The heaved and twisted ice recedes, and we dodge floes as we head for open water. The man in the bow watches for blowing spray, a shining swell, any sign of whale, while the rest of us row.
“Amaruq, you are troubled.” Nauja’s voice comes between a pull on the oar.
“I am hungry.”
“You are distressed from the prayer.”
“I think nothing for the prayer.”
“God is a mighty God.”
“You are a fool, Nauja.”
The umiak rises on the greeny-black swells, then is engulfed in the trough, up and down, rising and falling. I could sleep. My eyes are very heavy.
We are instantly alert. Our harpoons are drawn, and one by one, are flung into the glistening hide. The lines grow taut, and seal skin floats bob into the icy sea. The umiak gives a jerk as the whale dives. I’m not prepared.

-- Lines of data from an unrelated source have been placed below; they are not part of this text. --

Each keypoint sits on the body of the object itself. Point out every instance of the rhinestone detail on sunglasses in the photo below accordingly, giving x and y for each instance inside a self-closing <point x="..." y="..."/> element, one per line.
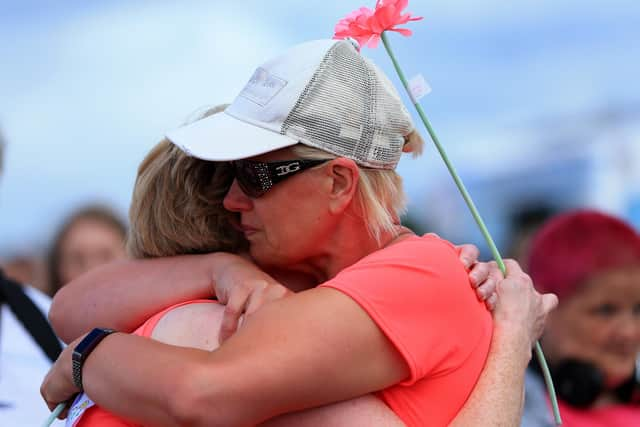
<point x="256" y="178"/>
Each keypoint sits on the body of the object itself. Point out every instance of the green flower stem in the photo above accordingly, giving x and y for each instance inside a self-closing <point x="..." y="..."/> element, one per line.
<point x="476" y="217"/>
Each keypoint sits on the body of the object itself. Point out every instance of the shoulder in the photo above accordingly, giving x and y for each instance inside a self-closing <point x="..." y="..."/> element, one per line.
<point x="419" y="263"/>
<point x="195" y="324"/>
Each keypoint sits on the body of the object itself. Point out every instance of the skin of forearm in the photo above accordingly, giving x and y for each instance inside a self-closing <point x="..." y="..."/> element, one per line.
<point x="97" y="298"/>
<point x="152" y="391"/>
<point x="493" y="402"/>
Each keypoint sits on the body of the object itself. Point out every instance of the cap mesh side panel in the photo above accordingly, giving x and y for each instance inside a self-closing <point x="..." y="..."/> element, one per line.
<point x="350" y="109"/>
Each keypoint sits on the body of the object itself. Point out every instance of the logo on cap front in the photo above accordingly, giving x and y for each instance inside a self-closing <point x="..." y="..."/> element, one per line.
<point x="262" y="87"/>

Icy salt water closes over my head as my caribou parka pulls me under. Already my arms and legs feel leaden, and I sink deeper, deeper into the deadly, dark Arctic sea. I see through blurred green vision that Nauja is standing in the boat, his harpoon raised, aiming, not at the whale, but at me. Perhaps it is a trick of the light, of the water.
He releases the harpoon.
I feel the impact.
There is no pain. So, then. This is what it is to die.
Then I am lifted over the side of the umiak. The harpoon is pulled from the thick hide of my caribou parka.
“I am a fisher of men, Amaruq.”
I am silent.
The men pull the whale alongside the boat. Not a large whale, but it will feed us for a few weeks.
Qamaniq mends my parka.
I still know nothing about big trees, but I know about being saved.